CFBMC-3996: Node reboots due to SP HBT STOPPED on BMC 13.10P1
Issue
- An AFF A400, AFF C400, ASA A400, ASA C400, FAS8300 or FAS8700 node reboots unexpectedly due to stopped / missed heartbeat
- The following events are an example of this issue:
[Node-01: spmgrd: sp.heartbeat.stopped:error]: Have not received a IPMI heartbeat from the Service Processor (SP) in last 600 seconds. [Node-01: spmgrd: callhome.sp.hbt.missed:notice]: Call home for SP HBT MISSED [Node-01: spmgrd: callhome.sp.hbt.stopped:alert]: Call home for SP HBT STOPPED [Node-01: env_mgr: sp.ipmi.lost.shutdown:EMERGENCY]: SP heartbeat stopped and cannot be recovered. To prevent hardware damage and data loss, the system will shut down in 10 minutes. [Node-01: env_mgr: monitor.shutdown.emergency:EMERGENCY]: Emergency shutdown: Environmental Reason Shutdown (System reboot to recover the BMC)

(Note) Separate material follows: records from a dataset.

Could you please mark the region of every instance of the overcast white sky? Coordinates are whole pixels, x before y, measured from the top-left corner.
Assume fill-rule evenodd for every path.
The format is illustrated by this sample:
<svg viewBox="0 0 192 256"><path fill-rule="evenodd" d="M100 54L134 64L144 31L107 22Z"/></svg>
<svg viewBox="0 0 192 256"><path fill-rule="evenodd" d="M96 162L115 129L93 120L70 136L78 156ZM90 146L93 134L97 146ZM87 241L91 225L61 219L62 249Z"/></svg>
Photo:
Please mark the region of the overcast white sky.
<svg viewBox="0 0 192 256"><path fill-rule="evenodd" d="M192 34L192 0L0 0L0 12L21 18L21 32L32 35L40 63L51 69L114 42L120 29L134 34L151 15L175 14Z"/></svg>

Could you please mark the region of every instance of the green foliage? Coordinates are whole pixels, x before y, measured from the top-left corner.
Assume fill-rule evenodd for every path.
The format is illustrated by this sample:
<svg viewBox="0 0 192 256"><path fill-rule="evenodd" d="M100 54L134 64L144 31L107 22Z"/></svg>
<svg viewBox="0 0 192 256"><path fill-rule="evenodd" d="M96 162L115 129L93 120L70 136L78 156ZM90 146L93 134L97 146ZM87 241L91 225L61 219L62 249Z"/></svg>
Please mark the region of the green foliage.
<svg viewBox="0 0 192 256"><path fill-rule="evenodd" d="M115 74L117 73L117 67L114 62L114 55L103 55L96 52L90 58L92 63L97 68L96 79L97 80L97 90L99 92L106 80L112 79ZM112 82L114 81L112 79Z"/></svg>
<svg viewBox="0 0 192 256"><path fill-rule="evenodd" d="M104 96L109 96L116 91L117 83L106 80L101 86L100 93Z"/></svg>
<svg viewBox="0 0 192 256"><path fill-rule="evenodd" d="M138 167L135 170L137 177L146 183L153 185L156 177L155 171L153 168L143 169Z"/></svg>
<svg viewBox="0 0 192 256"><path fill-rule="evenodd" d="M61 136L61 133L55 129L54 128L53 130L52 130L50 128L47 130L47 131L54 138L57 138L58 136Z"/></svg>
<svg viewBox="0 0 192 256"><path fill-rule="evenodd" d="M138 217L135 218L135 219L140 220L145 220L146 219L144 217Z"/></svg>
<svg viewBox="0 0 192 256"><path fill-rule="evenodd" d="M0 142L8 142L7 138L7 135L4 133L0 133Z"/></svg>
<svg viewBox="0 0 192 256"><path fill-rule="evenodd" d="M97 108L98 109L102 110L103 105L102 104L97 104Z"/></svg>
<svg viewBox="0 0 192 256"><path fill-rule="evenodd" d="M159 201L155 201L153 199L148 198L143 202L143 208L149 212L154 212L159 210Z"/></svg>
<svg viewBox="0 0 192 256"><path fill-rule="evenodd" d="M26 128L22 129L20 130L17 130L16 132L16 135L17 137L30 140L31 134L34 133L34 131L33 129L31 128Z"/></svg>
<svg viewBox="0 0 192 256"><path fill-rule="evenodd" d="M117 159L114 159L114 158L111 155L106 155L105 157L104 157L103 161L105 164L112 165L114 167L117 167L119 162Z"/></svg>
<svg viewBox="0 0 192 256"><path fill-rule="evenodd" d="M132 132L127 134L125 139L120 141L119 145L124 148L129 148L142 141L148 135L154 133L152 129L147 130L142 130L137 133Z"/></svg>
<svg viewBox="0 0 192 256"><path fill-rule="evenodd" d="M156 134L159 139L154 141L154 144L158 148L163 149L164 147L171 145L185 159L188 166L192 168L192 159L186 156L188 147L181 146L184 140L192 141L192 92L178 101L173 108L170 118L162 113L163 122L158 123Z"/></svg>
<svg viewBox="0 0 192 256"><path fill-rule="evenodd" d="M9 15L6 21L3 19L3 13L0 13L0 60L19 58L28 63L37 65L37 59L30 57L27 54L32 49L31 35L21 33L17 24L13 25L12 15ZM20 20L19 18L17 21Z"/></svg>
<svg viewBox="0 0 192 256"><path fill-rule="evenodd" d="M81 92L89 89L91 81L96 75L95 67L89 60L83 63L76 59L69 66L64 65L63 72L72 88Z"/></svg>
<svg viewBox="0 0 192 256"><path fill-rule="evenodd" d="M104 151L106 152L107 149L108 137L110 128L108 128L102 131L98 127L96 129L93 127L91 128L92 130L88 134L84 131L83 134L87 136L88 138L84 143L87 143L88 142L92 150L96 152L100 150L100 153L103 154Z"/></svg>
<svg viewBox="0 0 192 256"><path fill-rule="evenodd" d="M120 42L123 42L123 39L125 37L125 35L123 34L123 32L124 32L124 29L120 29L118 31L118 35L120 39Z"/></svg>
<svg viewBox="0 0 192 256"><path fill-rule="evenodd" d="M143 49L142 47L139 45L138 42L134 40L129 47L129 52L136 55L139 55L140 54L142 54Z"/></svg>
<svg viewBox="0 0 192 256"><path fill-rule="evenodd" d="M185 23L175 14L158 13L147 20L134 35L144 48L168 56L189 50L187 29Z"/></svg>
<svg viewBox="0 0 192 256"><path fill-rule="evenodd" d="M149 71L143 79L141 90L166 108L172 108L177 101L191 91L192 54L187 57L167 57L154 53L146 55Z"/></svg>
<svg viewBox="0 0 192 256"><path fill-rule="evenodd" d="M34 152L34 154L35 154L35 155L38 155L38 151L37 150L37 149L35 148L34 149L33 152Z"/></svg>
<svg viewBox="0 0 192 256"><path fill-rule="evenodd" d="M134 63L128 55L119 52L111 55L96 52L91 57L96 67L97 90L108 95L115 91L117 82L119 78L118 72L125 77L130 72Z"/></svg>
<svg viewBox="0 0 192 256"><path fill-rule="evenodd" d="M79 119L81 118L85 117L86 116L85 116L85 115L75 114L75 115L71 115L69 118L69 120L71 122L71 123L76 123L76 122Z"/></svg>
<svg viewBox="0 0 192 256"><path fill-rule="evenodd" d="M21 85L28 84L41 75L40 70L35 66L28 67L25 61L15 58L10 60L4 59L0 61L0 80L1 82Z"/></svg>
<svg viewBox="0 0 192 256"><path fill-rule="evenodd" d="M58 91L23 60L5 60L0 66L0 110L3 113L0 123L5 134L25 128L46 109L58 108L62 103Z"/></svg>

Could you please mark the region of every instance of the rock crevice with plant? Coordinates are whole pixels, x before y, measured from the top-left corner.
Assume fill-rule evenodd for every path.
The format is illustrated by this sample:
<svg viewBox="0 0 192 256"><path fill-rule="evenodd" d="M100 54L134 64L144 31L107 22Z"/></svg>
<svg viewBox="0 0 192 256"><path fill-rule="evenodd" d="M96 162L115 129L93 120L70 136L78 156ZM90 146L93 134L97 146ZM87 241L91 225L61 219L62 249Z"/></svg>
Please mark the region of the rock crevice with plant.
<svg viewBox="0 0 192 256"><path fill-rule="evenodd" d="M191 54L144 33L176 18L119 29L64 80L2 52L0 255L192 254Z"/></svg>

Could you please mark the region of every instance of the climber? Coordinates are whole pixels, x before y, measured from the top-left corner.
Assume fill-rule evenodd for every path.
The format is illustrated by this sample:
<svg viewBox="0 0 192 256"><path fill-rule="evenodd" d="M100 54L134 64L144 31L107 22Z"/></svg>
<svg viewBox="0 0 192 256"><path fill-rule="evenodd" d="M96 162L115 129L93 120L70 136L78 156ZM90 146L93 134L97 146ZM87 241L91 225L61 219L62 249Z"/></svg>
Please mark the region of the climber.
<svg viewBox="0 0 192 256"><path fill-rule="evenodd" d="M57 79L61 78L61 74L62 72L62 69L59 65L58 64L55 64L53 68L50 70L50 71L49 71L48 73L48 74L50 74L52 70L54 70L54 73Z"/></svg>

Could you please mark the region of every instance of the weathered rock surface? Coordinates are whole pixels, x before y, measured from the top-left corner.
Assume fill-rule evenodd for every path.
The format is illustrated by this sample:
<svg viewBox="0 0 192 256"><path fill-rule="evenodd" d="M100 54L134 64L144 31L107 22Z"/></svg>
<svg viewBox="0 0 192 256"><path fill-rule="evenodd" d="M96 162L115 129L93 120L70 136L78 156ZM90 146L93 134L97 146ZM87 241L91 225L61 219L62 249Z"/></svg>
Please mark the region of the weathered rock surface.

- IPMI_KCS_ERR messages are observed at the timestamp of the reboot in sktrace.log:
2024-03-10T01:30:58Z 2180899785867098 [5:0] IPMI_KCS_ERR: kcs_start_write: cmd 0x31 nf 0x36 state 3 not write 2024-03-10T01:30:58Z 2180899785870130 [5:0] IPMI_KCS_ERR: KCS cmd 0x31 nf 0x36: Failed to start write 2024-03-10T01:30:59Z 2180900784460092 [15:0] IPMI_KCS_ERR: kcs_error: cmd 0x31 nf 0x36 IBF not 0 2024-03-10T01:30:59Z 2180901778714878 [18:0] IPMI_KCS_ERR: kcs_error abort: cmd 0x31 nf 0x36 IBF not 0 2024-03-10T01:31:00Z 2180902760811516 [18:0] IPMI_KCS_ERR: kcs_error cmd 0x31 nf 0x36 not idle 2024-03-10T01:31:00Z 2180903779141166 [2:0] IPMI_KCS_ERR: kcs_error: cmd 0x31 nf 0x36 IBF not 0
- The node reboots and comes back online.